5. Self-esteem. The trait is defined as a subjective attitude towards oneself. When a person thinks poorly of himself, and when faced with negative events, he tends to blame his “bad self.” Moreover, frequent and repeated experiences of shame are apt to “chip away” at one’s general level of self-esteem.
How to get rid of the shame? Because of shame’s intensity and pain, the individual experiences a strong motivation to get rid of the feeling.
In an effort to escape painful feelings of shame, shamed individuals tend to defensively project blame and anger onto a convenient scapegoat. In this way, shamed individuals may regain some sense of control and superiority in their life, but the long-term costs are often steep. For example, men who abuse women may do so when their positive images of themselves are threatened.

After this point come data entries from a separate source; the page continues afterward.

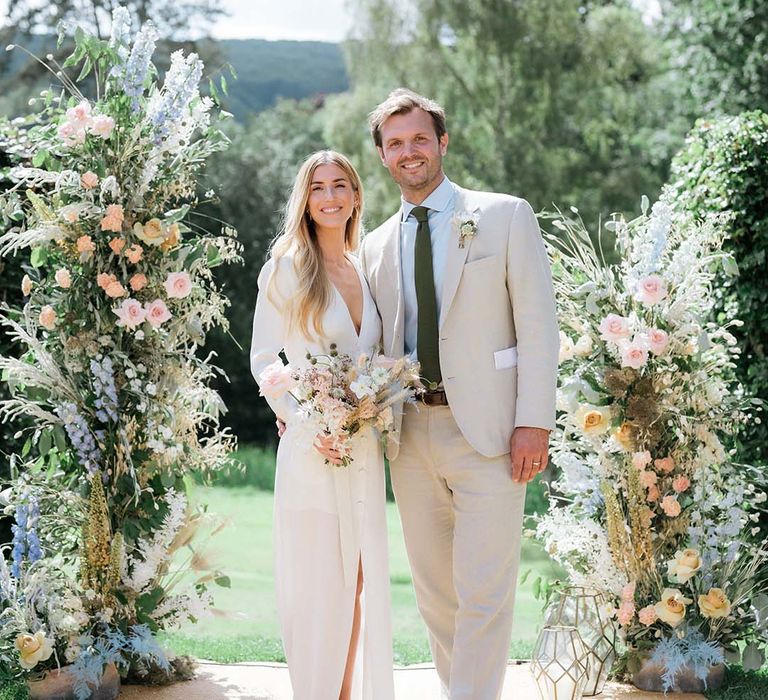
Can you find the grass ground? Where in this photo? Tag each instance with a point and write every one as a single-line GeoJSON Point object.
{"type": "Point", "coordinates": [245, 626]}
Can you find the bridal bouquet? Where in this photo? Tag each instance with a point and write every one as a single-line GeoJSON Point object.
{"type": "Point", "coordinates": [650, 507]}
{"type": "Point", "coordinates": [339, 397]}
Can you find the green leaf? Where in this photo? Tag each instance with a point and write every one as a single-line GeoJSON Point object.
{"type": "Point", "coordinates": [754, 657]}
{"type": "Point", "coordinates": [730, 266]}
{"type": "Point", "coordinates": [214, 259]}
{"type": "Point", "coordinates": [38, 257]}
{"type": "Point", "coordinates": [39, 158]}
{"type": "Point", "coordinates": [87, 66]}
{"type": "Point", "coordinates": [44, 446]}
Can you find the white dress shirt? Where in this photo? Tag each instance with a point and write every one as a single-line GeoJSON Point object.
{"type": "Point", "coordinates": [440, 204]}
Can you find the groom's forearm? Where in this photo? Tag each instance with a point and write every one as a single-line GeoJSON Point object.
{"type": "Point", "coordinates": [531, 294]}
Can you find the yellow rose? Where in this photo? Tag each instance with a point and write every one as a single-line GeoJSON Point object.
{"type": "Point", "coordinates": [173, 236]}
{"type": "Point", "coordinates": [624, 436]}
{"type": "Point", "coordinates": [685, 564]}
{"type": "Point", "coordinates": [152, 233]}
{"type": "Point", "coordinates": [671, 608]}
{"type": "Point", "coordinates": [33, 648]}
{"type": "Point", "coordinates": [593, 420]}
{"type": "Point", "coordinates": [715, 604]}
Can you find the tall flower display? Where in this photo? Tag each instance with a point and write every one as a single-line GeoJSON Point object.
{"type": "Point", "coordinates": [119, 296]}
{"type": "Point", "coordinates": [649, 507]}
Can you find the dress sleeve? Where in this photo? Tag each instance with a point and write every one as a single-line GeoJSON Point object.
{"type": "Point", "coordinates": [269, 333]}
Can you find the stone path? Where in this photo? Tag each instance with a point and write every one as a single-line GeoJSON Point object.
{"type": "Point", "coordinates": [261, 681]}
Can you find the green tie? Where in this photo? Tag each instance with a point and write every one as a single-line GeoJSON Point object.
{"type": "Point", "coordinates": [427, 340]}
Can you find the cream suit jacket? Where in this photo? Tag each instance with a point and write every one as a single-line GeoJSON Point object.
{"type": "Point", "coordinates": [499, 338]}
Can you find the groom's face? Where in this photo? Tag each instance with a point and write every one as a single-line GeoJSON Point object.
{"type": "Point", "coordinates": [412, 152]}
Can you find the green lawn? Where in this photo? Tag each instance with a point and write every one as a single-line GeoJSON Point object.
{"type": "Point", "coordinates": [245, 625]}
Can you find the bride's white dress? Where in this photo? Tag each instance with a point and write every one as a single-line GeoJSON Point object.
{"type": "Point", "coordinates": [326, 518]}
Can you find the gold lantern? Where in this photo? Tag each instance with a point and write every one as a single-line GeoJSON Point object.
{"type": "Point", "coordinates": [586, 610]}
{"type": "Point", "coordinates": [560, 663]}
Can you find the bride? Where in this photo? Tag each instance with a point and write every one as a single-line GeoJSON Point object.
{"type": "Point", "coordinates": [330, 530]}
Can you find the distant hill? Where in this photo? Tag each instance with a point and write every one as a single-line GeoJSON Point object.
{"type": "Point", "coordinates": [267, 70]}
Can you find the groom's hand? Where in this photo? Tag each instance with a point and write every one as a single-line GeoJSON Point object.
{"type": "Point", "coordinates": [528, 451]}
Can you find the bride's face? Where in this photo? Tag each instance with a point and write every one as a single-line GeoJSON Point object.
{"type": "Point", "coordinates": [331, 197]}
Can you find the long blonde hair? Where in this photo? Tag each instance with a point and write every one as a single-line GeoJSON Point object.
{"type": "Point", "coordinates": [299, 239]}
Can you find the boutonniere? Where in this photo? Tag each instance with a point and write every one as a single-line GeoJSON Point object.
{"type": "Point", "coordinates": [466, 222]}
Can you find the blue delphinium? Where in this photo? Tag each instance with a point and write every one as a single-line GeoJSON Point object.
{"type": "Point", "coordinates": [115, 647]}
{"type": "Point", "coordinates": [104, 387]}
{"type": "Point", "coordinates": [80, 436]}
{"type": "Point", "coordinates": [179, 88]}
{"type": "Point", "coordinates": [138, 62]}
{"type": "Point", "coordinates": [693, 650]}
{"type": "Point", "coordinates": [26, 543]}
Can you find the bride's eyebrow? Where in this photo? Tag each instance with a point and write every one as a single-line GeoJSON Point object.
{"type": "Point", "coordinates": [322, 182]}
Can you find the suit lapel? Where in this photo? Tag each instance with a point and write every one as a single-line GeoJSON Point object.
{"type": "Point", "coordinates": [391, 256]}
{"type": "Point", "coordinates": [454, 262]}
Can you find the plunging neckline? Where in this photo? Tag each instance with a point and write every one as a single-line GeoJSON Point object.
{"type": "Point", "coordinates": [360, 281]}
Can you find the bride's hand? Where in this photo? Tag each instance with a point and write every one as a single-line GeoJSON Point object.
{"type": "Point", "coordinates": [324, 444]}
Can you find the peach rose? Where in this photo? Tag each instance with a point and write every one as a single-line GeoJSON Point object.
{"type": "Point", "coordinates": [80, 114]}
{"type": "Point", "coordinates": [275, 380]}
{"type": "Point", "coordinates": [89, 180]}
{"type": "Point", "coordinates": [152, 233]}
{"type": "Point", "coordinates": [63, 278]}
{"type": "Point", "coordinates": [626, 613]}
{"type": "Point", "coordinates": [130, 314]}
{"type": "Point", "coordinates": [102, 126]}
{"type": "Point", "coordinates": [157, 313]}
{"type": "Point", "coordinates": [681, 483]}
{"type": "Point", "coordinates": [651, 290]}
{"type": "Point", "coordinates": [138, 282]}
{"type": "Point", "coordinates": [647, 615]}
{"type": "Point", "coordinates": [671, 506]}
{"type": "Point", "coordinates": [172, 238]}
{"type": "Point", "coordinates": [634, 354]}
{"type": "Point", "coordinates": [178, 285]}
{"type": "Point", "coordinates": [614, 328]}
{"type": "Point", "coordinates": [115, 290]}
{"type": "Point", "coordinates": [684, 566]}
{"type": "Point", "coordinates": [33, 648]}
{"type": "Point", "coordinates": [134, 253]}
{"type": "Point", "coordinates": [85, 245]}
{"type": "Point", "coordinates": [671, 607]}
{"type": "Point", "coordinates": [47, 318]}
{"type": "Point", "coordinates": [665, 464]}
{"type": "Point", "coordinates": [640, 460]}
{"type": "Point", "coordinates": [113, 218]}
{"type": "Point", "coordinates": [658, 340]}
{"type": "Point", "coordinates": [715, 604]}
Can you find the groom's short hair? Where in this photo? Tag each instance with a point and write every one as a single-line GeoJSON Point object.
{"type": "Point", "coordinates": [402, 101]}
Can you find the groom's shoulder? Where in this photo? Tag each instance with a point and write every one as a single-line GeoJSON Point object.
{"type": "Point", "coordinates": [380, 235]}
{"type": "Point", "coordinates": [490, 200]}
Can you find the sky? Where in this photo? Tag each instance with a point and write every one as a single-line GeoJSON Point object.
{"type": "Point", "coordinates": [327, 20]}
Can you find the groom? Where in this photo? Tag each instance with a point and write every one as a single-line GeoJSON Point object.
{"type": "Point", "coordinates": [462, 282]}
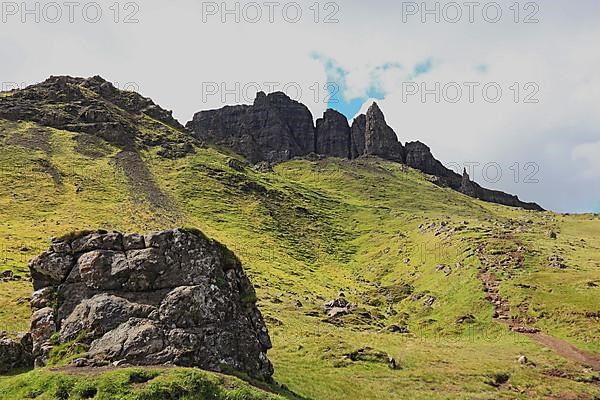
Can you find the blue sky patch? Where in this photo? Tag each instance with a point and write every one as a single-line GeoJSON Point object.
{"type": "Point", "coordinates": [337, 85]}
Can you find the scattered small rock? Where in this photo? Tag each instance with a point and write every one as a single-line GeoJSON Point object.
{"type": "Point", "coordinates": [523, 360]}
{"type": "Point", "coordinates": [429, 301]}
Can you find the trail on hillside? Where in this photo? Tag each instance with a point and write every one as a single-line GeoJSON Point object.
{"type": "Point", "coordinates": [567, 350]}
{"type": "Point", "coordinates": [501, 314]}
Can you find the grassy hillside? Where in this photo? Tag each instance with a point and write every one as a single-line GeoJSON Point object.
{"type": "Point", "coordinates": [374, 230]}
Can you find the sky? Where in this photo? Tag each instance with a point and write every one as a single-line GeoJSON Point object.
{"type": "Point", "coordinates": [509, 90]}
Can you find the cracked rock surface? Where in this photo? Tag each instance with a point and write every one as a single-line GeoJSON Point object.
{"type": "Point", "coordinates": [171, 297]}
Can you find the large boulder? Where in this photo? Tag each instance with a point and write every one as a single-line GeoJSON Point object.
{"type": "Point", "coordinates": [172, 297]}
{"type": "Point", "coordinates": [15, 354]}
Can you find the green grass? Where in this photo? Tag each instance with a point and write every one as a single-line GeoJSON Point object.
{"type": "Point", "coordinates": [131, 384]}
{"type": "Point", "coordinates": [308, 231]}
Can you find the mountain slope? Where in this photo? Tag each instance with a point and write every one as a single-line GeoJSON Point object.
{"type": "Point", "coordinates": [375, 230]}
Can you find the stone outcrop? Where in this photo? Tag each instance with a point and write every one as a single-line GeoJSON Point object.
{"type": "Point", "coordinates": [332, 135]}
{"type": "Point", "coordinates": [172, 297]}
{"type": "Point", "coordinates": [359, 127]}
{"type": "Point", "coordinates": [274, 129]}
{"type": "Point", "coordinates": [380, 139]}
{"type": "Point", "coordinates": [15, 355]}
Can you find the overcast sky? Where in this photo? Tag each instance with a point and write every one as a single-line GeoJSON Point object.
{"type": "Point", "coordinates": [494, 86]}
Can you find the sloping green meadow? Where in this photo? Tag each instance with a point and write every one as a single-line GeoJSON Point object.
{"type": "Point", "coordinates": [305, 232]}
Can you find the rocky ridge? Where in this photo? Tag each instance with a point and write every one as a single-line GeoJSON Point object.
{"type": "Point", "coordinates": [273, 129]}
{"type": "Point", "coordinates": [172, 297]}
{"type": "Point", "coordinates": [276, 129]}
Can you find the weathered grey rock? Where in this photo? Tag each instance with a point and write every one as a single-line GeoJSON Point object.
{"type": "Point", "coordinates": [380, 139]}
{"type": "Point", "coordinates": [274, 129]}
{"type": "Point", "coordinates": [14, 355]}
{"type": "Point", "coordinates": [172, 297]}
{"type": "Point", "coordinates": [133, 241]}
{"type": "Point", "coordinates": [50, 268]}
{"type": "Point", "coordinates": [333, 135]}
{"type": "Point", "coordinates": [359, 127]}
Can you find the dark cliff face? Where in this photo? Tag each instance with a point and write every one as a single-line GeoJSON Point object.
{"type": "Point", "coordinates": [359, 127]}
{"type": "Point", "coordinates": [380, 139]}
{"type": "Point", "coordinates": [333, 135]}
{"type": "Point", "coordinates": [275, 128]}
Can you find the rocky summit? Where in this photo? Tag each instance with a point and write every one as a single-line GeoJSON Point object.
{"type": "Point", "coordinates": [276, 129]}
{"type": "Point", "coordinates": [172, 297]}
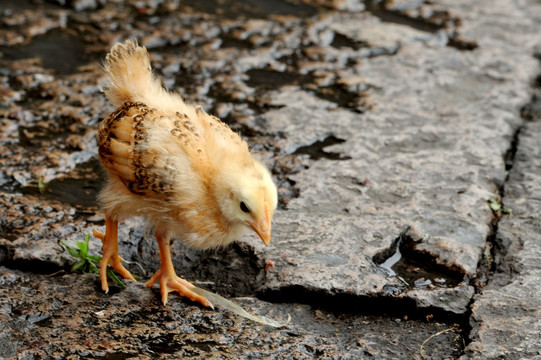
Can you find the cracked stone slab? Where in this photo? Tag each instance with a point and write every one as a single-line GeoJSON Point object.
{"type": "Point", "coordinates": [419, 147]}
{"type": "Point", "coordinates": [505, 316]}
{"type": "Point", "coordinates": [69, 317]}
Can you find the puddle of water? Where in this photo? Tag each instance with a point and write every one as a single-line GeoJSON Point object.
{"type": "Point", "coordinates": [254, 8]}
{"type": "Point", "coordinates": [342, 41]}
{"type": "Point", "coordinates": [272, 79]}
{"type": "Point", "coordinates": [316, 150]}
{"type": "Point", "coordinates": [416, 269]}
{"type": "Point", "coordinates": [59, 50]}
{"type": "Point", "coordinates": [80, 189]}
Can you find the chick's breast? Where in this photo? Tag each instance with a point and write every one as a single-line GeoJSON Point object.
{"type": "Point", "coordinates": [160, 168]}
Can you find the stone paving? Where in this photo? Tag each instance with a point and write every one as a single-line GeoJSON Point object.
{"type": "Point", "coordinates": [394, 129]}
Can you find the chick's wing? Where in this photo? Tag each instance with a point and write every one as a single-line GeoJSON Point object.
{"type": "Point", "coordinates": [146, 149]}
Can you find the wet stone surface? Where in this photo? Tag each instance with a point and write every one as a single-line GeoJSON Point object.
{"type": "Point", "coordinates": [388, 127]}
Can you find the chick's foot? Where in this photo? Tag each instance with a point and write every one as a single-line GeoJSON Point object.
{"type": "Point", "coordinates": [110, 254]}
{"type": "Point", "coordinates": [169, 281]}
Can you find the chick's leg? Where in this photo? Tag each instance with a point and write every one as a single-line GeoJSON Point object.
{"type": "Point", "coordinates": [110, 253]}
{"type": "Point", "coordinates": [169, 281]}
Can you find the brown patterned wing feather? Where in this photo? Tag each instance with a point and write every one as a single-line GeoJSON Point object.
{"type": "Point", "coordinates": [125, 148]}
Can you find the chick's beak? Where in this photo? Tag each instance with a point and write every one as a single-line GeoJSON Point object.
{"type": "Point", "coordinates": [262, 227]}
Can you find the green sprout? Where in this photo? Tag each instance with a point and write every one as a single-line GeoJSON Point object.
{"type": "Point", "coordinates": [42, 185]}
{"type": "Point", "coordinates": [497, 206]}
{"type": "Point", "coordinates": [88, 263]}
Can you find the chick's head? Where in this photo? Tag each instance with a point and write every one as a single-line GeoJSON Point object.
{"type": "Point", "coordinates": [248, 197]}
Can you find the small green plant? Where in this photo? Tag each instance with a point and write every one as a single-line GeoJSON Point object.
{"type": "Point", "coordinates": [88, 263]}
{"type": "Point", "coordinates": [498, 207]}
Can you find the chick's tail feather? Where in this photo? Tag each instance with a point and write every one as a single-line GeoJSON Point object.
{"type": "Point", "coordinates": [129, 74]}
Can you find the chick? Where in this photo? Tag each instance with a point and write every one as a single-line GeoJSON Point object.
{"type": "Point", "coordinates": [182, 169]}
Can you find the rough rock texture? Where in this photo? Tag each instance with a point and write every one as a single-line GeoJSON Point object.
{"type": "Point", "coordinates": [388, 127]}
{"type": "Point", "coordinates": [505, 317]}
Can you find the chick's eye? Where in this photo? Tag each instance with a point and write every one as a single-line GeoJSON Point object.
{"type": "Point", "coordinates": [243, 207]}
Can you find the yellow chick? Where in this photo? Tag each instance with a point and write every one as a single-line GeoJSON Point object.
{"type": "Point", "coordinates": [182, 169]}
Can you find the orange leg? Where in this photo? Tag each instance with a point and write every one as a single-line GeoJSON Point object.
{"type": "Point", "coordinates": [110, 253]}
{"type": "Point", "coordinates": [169, 281]}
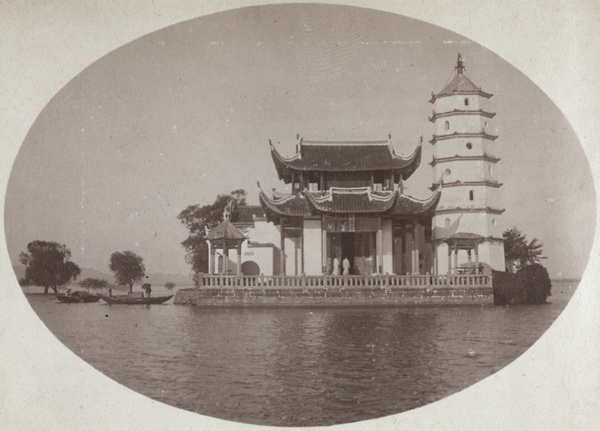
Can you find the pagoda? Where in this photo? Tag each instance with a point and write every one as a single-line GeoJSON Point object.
{"type": "Point", "coordinates": [466, 227]}
{"type": "Point", "coordinates": [347, 200]}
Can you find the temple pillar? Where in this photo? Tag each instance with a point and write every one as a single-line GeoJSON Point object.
{"type": "Point", "coordinates": [379, 248]}
{"type": "Point", "coordinates": [282, 260]}
{"type": "Point", "coordinates": [416, 269]}
{"type": "Point", "coordinates": [456, 258]}
{"type": "Point", "coordinates": [324, 251]}
{"type": "Point", "coordinates": [212, 256]}
{"type": "Point", "coordinates": [302, 250]}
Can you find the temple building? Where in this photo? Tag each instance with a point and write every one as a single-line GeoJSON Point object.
{"type": "Point", "coordinates": [346, 201]}
{"type": "Point", "coordinates": [466, 227]}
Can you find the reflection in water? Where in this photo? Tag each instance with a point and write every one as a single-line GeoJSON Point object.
{"type": "Point", "coordinates": [297, 367]}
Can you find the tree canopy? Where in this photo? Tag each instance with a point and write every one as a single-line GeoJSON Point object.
{"type": "Point", "coordinates": [200, 218]}
{"type": "Point", "coordinates": [48, 264]}
{"type": "Point", "coordinates": [93, 283]}
{"type": "Point", "coordinates": [518, 252]}
{"type": "Point", "coordinates": [127, 267]}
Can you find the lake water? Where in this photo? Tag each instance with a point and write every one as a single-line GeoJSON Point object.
{"type": "Point", "coordinates": [298, 367]}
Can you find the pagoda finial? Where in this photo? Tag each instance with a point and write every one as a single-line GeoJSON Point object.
{"type": "Point", "coordinates": [459, 65]}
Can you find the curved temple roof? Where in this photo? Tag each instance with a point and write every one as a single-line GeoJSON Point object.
{"type": "Point", "coordinates": [359, 200]}
{"type": "Point", "coordinates": [345, 156]}
{"type": "Point", "coordinates": [460, 84]}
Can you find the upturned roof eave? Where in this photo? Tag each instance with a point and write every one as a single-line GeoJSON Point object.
{"type": "Point", "coordinates": [404, 166]}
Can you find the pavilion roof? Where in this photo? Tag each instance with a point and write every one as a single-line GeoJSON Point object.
{"type": "Point", "coordinates": [345, 156]}
{"type": "Point", "coordinates": [460, 84]}
{"type": "Point", "coordinates": [357, 200]}
{"type": "Point", "coordinates": [246, 214]}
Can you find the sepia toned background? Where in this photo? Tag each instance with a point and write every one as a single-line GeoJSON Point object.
{"type": "Point", "coordinates": [47, 45]}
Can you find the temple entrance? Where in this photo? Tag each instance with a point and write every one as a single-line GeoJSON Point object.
{"type": "Point", "coordinates": [358, 247]}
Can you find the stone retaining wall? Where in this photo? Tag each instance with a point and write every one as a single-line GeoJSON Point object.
{"type": "Point", "coordinates": [334, 297]}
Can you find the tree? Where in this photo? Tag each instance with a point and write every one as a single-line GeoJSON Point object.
{"type": "Point", "coordinates": [518, 252]}
{"type": "Point", "coordinates": [48, 264]}
{"type": "Point", "coordinates": [93, 283]}
{"type": "Point", "coordinates": [200, 218]}
{"type": "Point", "coordinates": [127, 267]}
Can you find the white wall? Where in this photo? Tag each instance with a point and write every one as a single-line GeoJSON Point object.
{"type": "Point", "coordinates": [312, 247]}
{"type": "Point", "coordinates": [388, 244]}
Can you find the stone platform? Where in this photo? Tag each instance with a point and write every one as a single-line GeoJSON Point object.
{"type": "Point", "coordinates": [327, 291]}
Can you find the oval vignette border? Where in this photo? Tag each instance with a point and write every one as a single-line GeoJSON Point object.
{"type": "Point", "coordinates": [575, 312]}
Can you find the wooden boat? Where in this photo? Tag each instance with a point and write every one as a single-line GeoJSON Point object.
{"type": "Point", "coordinates": [135, 299]}
{"type": "Point", "coordinates": [67, 298]}
{"type": "Point", "coordinates": [76, 297]}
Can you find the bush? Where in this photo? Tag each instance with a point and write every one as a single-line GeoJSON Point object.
{"type": "Point", "coordinates": [535, 281]}
{"type": "Point", "coordinates": [530, 285]}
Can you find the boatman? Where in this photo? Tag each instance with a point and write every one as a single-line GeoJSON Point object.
{"type": "Point", "coordinates": [346, 265]}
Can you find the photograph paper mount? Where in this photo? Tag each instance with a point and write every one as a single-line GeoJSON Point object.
{"type": "Point", "coordinates": [554, 385]}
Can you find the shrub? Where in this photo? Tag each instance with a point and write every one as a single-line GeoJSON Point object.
{"type": "Point", "coordinates": [535, 282]}
{"type": "Point", "coordinates": [530, 285]}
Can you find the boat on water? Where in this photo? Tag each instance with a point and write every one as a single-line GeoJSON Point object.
{"type": "Point", "coordinates": [77, 297]}
{"type": "Point", "coordinates": [135, 299]}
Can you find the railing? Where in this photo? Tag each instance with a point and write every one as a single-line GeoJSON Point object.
{"type": "Point", "coordinates": [312, 281]}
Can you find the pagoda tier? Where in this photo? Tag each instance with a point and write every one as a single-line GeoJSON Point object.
{"type": "Point", "coordinates": [358, 200]}
{"type": "Point", "coordinates": [345, 157]}
{"type": "Point", "coordinates": [481, 134]}
{"type": "Point", "coordinates": [455, 112]}
{"type": "Point", "coordinates": [460, 85]}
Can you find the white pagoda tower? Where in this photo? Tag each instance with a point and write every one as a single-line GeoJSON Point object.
{"type": "Point", "coordinates": [467, 233]}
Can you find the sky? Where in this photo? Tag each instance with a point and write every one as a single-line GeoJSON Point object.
{"type": "Point", "coordinates": [185, 113]}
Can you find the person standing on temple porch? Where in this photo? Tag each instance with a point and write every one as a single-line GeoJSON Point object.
{"type": "Point", "coordinates": [346, 265]}
{"type": "Point", "coordinates": [336, 266]}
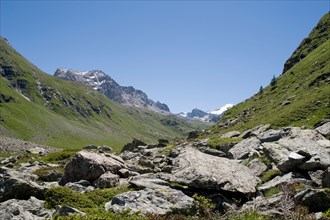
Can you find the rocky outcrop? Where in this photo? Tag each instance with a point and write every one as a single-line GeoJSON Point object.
{"type": "Point", "coordinates": [19, 185]}
{"type": "Point", "coordinates": [158, 201]}
{"type": "Point", "coordinates": [199, 170]}
{"type": "Point", "coordinates": [90, 166]}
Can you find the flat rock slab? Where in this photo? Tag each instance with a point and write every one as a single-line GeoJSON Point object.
{"type": "Point", "coordinates": [158, 201]}
{"type": "Point", "coordinates": [203, 171]}
{"type": "Point", "coordinates": [90, 166]}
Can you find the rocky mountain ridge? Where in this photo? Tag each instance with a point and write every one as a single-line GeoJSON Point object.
{"type": "Point", "coordinates": [209, 117]}
{"type": "Point", "coordinates": [99, 81]}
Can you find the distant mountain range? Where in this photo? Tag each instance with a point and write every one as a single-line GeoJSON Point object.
{"type": "Point", "coordinates": [126, 95]}
{"type": "Point", "coordinates": [210, 116]}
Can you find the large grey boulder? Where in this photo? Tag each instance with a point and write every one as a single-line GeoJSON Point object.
{"type": "Point", "coordinates": [19, 185]}
{"type": "Point", "coordinates": [324, 130]}
{"type": "Point", "coordinates": [158, 201]}
{"type": "Point", "coordinates": [242, 149]}
{"type": "Point", "coordinates": [150, 181]}
{"type": "Point", "coordinates": [317, 200]}
{"type": "Point", "coordinates": [203, 171]}
{"type": "Point", "coordinates": [303, 149]}
{"type": "Point", "coordinates": [90, 166]}
{"type": "Point", "coordinates": [107, 180]}
{"type": "Point", "coordinates": [31, 209]}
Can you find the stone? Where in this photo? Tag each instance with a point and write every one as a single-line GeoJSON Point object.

If the shame remains unacknowledged, a person may decide to focus on another emotional state, an act of emotional substitution. For example, an ashamed person, unwilling to acknowledge the feeling of shame can become angry with someone else, making the other person a kind of scapegoat for self-blame. Anger is more comfortable to experience than shame. However, substitution is a form of self-deception: It relieves the pain and discomfort but does not alter the feeling, not immediately. By not focusing on the shame and attending to other emotions, we lose the opportunity to understand the forces at work around us and within us.
Shame-prone individuals are vulnerable to problems associated with alcohol and drugs. Frequently, substance abuse serves to mask or numb painful feelings of shame and despair. Using two samples from an undergraduate population and one sample of jail inmates, shame-proneness was consistently positively related to both alcohol and drug problems, while guilt-proneness tended to be negatively related.
The healthiest way to cope is to own it and allow shame to dissipate with time. Like all intense events, shame eventually fades and is replaced by other emotions. No emotion lasts forever. Second, alter the standards, or rules. If no standard has been violated, then one has no reason to worry about shame. Third, avoid the self-blame game. The more one can blame an external source, the more likely one will avoid feeling shame. Finally, confess. In confession, we go to others and tell them about an event that has shamed us. Confession is associated with the concept of forgiveness and love. It serves as a way of dissolving shame through the act of redemption.